11. The non-transitory computer readable medium of claim 10, wherein generating the multimodal sequence of tokens comprises:

replacing a nonce token from the text prompt with the first token.

12. The method of claim 1, wherein:

the mapping encoder is trained to generate the guidance embedding while the image generation model is frozen.

13. The non-transitory computer readable medium of claim 9, wherein generating the synthetic image comprises:

providing the input image to the image generation model.

14. The non-transitory computer readable medium of claim 9, wherein generating the synthetic image comprises:

obtaining a noise input; and

denoising the noise input based on the guidance embedding to generate the synthetic image.

15. An apparatus comprising:

at least one memory component;

at least one processing device coupled to the at least one memory component;

a mapping encoder comprising parameters stored in the at least one memory component trained to generate a guidance embedding based on a multimodal embedding, wherein the guidance embedding represents a first image element from an input image and a second image element from a text prompt in a guidance embedding space; and

an image generation model comprising parameters stored in the at least one memory component trained to generate a synthetic image based on the guidance embedding, wherein the synthetic image depicts the first image element and the second image element.

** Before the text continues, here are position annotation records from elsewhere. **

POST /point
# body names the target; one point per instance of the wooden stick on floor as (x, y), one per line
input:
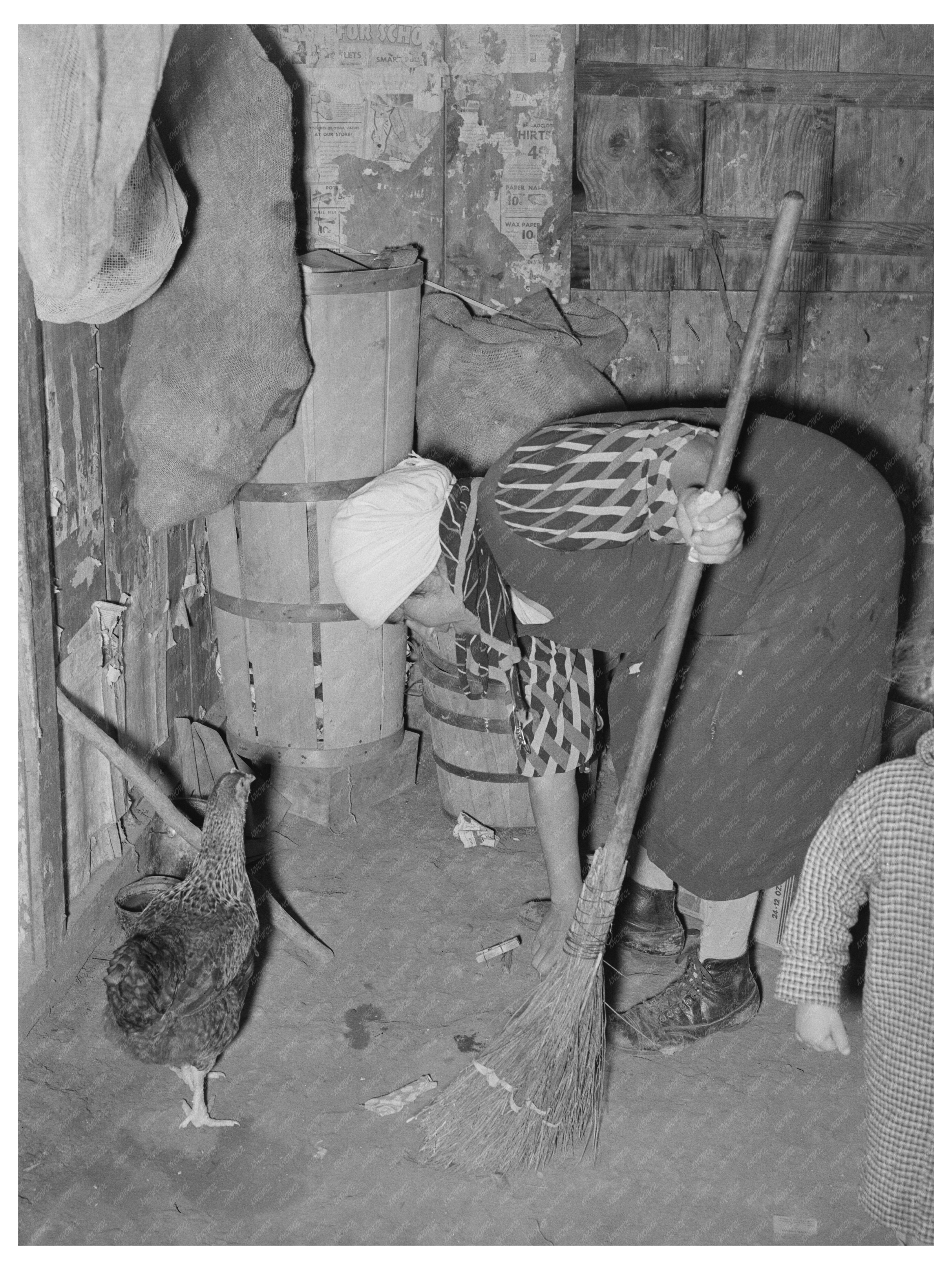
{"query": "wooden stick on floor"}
(312, 949)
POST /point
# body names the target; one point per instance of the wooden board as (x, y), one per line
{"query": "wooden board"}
(700, 355)
(757, 154)
(893, 49)
(192, 685)
(755, 86)
(40, 811)
(727, 46)
(793, 49)
(508, 161)
(136, 572)
(640, 370)
(639, 157)
(233, 639)
(677, 46)
(865, 364)
(884, 172)
(74, 472)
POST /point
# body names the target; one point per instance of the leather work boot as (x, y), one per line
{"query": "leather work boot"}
(709, 997)
(648, 921)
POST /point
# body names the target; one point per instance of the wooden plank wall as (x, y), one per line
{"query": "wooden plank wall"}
(686, 129)
(80, 543)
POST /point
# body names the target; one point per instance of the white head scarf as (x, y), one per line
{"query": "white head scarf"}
(385, 539)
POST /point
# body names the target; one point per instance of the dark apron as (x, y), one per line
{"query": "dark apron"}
(785, 674)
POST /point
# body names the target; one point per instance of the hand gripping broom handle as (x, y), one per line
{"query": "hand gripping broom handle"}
(686, 590)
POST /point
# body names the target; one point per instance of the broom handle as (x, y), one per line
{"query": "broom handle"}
(686, 590)
(161, 802)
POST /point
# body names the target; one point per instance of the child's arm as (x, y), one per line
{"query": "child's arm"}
(833, 884)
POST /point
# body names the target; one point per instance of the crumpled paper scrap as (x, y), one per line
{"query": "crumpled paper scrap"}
(389, 1104)
(471, 834)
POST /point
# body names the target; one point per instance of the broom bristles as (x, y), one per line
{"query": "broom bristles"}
(537, 1088)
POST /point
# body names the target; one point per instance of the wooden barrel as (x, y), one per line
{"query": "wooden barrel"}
(309, 688)
(473, 746)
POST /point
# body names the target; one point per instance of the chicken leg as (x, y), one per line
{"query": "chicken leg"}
(197, 1113)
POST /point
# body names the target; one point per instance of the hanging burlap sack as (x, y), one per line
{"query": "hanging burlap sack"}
(217, 360)
(484, 383)
(101, 214)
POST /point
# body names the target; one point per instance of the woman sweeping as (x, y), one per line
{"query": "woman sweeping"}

16. The apparatus of claim 15, further comprising:

a multimodal encoder configured to generate multimodal sequence of tokens including a first token representing the first image element and a second token representing the second image element, wherein the multimodal embedding is generated based on the multimodal sequence of tokens.

17. The apparatus of claim 16, further comprising:

an image tokenizer configured to tokenize the input image to obtain the first token.

18. The apparatus of claim 16, further comprising:

a text tokenizer configured to tokenize the text prompt to obtain the second token.

19. The apparatus of claim 16, wherein:

the multimodal encoder comprises a transformer architecture.

20. The apparatus of claim 15, wherein:

the image generation model comprises a diffusion U-Net architecture.